Surging gold prices and the rising appetite of consumers to borrow money with family jewels as a collateral, have helped Manappuram General Finance to clock 36 per cent rise in net profit for the fourth quarter ended March, 2011, its highest sequential quarter earnings growth last fiscal, to Rs 101.8 crore, even as revenue growth slipped marginally to 27 per cent over Q3 FY’11.

This helped the country’s second largest gold loan firm, which is backed by equity investor Kedar Mankekar (who is also the son of academician and veteran value investor Shivanand Mankekar) among various institutional investors, to close the year with 136 per cent jump in profit to Rs 282 crore, compared to the previous fiscal ended March, 2010. Annual revenues rose 147 per cent to Rs 1,178 crore.

The company that has also recommended bonus shares in the ratio of 1:1 for its shareholders, will, however, need to ramp up its operations to handle competition from Muthoot Finance which has just gone public and flush with cash, will be even more aggressive to defend its turf.

Manappuram General Finance scrip was trading 3 per cent higher at Rs 135.85 at mid-day trade on Friday, valuing the company at Rs 5,659 crore ($1.28 billion) or 20x its trailing net profit and 7.7x its EBITDA.

This should set the right benchmark for investors who bet on the IPO of the larger peer Muthoot Finance to expect a listing gain.

"Muthoot is a much bigger player. Its total income for the first eight months of the year ended November, 2010, stood at Rs 1,301 crore with net profit of Rs 291.5 crore. And its full-year earnings may easily be over Rs 400 crore. At the upper end of the IPO price band of Rs 175 per share, Muthoot will be able to generate a valuation of around Rs 6,500 crore or $1.47 billion, giving it a valuation multiple of just around 16x net profit or even lower, thus making it cheaper stock than Manappuram."

Although Manappuram and Muthoot heavily depend on southern Indian for their gold-backed lending business, they are also trying to make themselves more pan-national in operations. How they win other markets may well decide who is able to maintain its growth momentum, at least in the short-to-medium term.

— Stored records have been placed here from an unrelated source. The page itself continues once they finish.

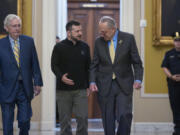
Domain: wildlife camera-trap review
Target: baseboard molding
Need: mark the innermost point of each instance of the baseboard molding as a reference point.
(152, 127)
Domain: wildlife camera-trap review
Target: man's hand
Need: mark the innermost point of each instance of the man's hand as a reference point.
(176, 77)
(66, 80)
(88, 91)
(93, 87)
(137, 85)
(37, 90)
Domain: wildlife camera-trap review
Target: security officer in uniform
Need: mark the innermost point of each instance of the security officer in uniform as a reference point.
(171, 67)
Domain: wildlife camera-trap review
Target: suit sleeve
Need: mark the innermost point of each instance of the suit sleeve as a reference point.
(136, 61)
(94, 64)
(37, 78)
(55, 62)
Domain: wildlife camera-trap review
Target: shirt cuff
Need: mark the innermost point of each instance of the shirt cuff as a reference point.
(138, 81)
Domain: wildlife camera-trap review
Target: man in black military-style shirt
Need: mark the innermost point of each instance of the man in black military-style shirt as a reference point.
(171, 67)
(70, 63)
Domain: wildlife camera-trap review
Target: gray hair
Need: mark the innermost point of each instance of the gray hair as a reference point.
(110, 21)
(9, 18)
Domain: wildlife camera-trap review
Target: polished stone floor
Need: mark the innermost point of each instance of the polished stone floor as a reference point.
(89, 133)
(94, 128)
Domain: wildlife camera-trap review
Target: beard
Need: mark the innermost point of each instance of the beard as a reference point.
(76, 38)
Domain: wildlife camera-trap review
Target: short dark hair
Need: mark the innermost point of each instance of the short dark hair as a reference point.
(70, 24)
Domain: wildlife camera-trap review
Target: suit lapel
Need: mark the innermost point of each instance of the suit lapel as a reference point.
(10, 51)
(106, 49)
(118, 47)
(22, 49)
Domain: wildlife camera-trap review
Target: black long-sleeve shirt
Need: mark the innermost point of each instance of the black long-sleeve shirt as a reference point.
(71, 59)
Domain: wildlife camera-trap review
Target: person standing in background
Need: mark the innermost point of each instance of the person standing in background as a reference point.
(171, 67)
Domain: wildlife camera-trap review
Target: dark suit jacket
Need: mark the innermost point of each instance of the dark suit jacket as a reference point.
(127, 64)
(9, 71)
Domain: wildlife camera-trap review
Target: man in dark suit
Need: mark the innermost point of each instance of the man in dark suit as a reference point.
(115, 69)
(19, 72)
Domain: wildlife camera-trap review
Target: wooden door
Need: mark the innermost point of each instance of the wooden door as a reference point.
(88, 14)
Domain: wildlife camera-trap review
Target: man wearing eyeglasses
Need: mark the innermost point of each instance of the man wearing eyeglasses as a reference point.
(20, 76)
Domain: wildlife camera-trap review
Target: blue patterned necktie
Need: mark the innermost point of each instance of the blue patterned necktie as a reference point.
(112, 55)
(16, 51)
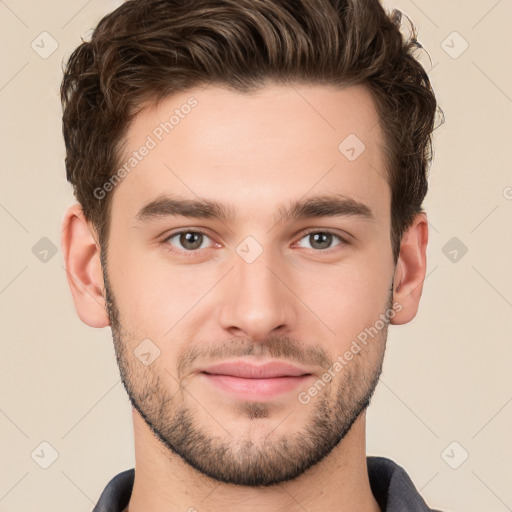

But investors in both the firms also need to factor in an inherent risk profile of the two companies. Rising gold prices allow them to lend more to consumers but in case there is a sudden decline in gold prices, the value of the collateral may drop suddenly, threatening many loans to turn bad. Also, these two firms are more ‘gold geared’, compared to other financial institutions like Shriram City Union Finance who also lend against gold deposits but derive a large part of the business through the traditional lending means.

Although their business model makes them more flexible in lending to a vast number of those who need immediate cash against minimal paperwork, compared to banks and other lenders such as consumer finance firms, they can face challenges in growth in the long term when formal banking services expand. But for now, the gold party continues.